A radical plan to transform Switzerland's financial landscape by barring commercial banks from electronically creating money when they lend was resoundingly rejected by Swiss voters on Sunday.
More than three quarters rejected the so-called Sovereign Money initiative, according to the official result released from the Swiss government.
All of the country's self-governing cantons also voted against in the poll, which needed a majority from Switzerland's 26 cantons as well as a simple majority of voters to succeed.
Concerns about the potential risks to the Swiss economy by introducing a "vollgeld" or "real money" system appear to have convinced voters to reject the proposals.
The Swiss government, which had opposed the plan because of the uncertainties it would unleash, said it was pleased with the result.
"Implementing such a scheme, which would have raised so many questions, would have been hardly possible without years of trouble," Finance Minister Ueli Maurer said.
"Swiss people in general don't like taking risks, and ...the people have seen no benefit from these proposals.
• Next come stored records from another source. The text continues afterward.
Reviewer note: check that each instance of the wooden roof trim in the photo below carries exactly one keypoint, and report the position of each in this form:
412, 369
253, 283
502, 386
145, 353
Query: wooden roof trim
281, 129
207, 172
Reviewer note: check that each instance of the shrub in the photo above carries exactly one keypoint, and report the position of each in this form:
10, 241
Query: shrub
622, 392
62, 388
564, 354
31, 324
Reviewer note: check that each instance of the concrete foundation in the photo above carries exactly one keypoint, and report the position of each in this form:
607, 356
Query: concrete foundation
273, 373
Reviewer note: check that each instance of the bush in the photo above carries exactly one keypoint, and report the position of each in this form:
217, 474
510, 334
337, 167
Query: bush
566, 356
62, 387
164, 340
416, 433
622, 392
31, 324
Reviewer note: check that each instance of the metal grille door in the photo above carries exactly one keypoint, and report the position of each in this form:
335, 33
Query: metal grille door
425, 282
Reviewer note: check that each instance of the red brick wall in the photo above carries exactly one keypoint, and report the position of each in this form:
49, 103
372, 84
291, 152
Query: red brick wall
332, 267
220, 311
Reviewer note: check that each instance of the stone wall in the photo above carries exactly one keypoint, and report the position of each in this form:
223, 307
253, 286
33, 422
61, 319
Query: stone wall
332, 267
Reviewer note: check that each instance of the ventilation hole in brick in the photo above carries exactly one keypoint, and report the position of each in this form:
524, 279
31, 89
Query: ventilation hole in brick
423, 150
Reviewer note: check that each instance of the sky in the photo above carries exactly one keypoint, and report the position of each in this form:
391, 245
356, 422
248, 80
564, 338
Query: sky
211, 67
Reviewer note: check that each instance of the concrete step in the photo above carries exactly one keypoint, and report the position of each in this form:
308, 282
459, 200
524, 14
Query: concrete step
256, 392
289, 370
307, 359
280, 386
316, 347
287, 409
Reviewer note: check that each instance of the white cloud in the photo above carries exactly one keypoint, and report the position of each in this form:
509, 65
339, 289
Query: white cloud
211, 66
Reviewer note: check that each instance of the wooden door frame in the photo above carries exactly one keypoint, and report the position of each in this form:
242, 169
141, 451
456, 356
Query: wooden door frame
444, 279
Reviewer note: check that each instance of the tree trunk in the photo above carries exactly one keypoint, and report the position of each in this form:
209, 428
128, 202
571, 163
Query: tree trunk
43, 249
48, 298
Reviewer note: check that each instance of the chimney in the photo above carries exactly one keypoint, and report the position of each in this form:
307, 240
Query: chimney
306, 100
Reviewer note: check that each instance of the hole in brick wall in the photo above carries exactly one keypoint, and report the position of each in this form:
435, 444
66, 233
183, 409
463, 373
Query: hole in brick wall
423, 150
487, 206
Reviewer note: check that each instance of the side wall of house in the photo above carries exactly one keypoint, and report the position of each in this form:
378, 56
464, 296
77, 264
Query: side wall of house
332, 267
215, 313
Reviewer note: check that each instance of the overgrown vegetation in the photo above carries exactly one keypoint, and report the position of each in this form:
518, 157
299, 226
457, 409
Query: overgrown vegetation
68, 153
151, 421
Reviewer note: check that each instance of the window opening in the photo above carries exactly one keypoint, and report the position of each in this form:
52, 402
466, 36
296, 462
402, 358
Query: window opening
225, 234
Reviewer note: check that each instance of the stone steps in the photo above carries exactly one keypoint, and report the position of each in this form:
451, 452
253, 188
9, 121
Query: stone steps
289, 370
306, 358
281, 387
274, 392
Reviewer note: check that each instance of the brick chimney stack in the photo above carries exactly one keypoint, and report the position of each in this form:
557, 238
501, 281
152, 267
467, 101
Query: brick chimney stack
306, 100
You can also see that our banking system functions...The suspicions against the banks have been largely eliminated."
The vote, called under Switzerland's system of direct democracy after gathering more than 100,000 signatures, wanted to make the Swiss National Bank (SNB) the only body authorized to create money in the country.
Contrary to common belief, most money in the world is not produced by central banks but is instead created electronically by commercial lenders when they lend beyond the deposits they hold for savers.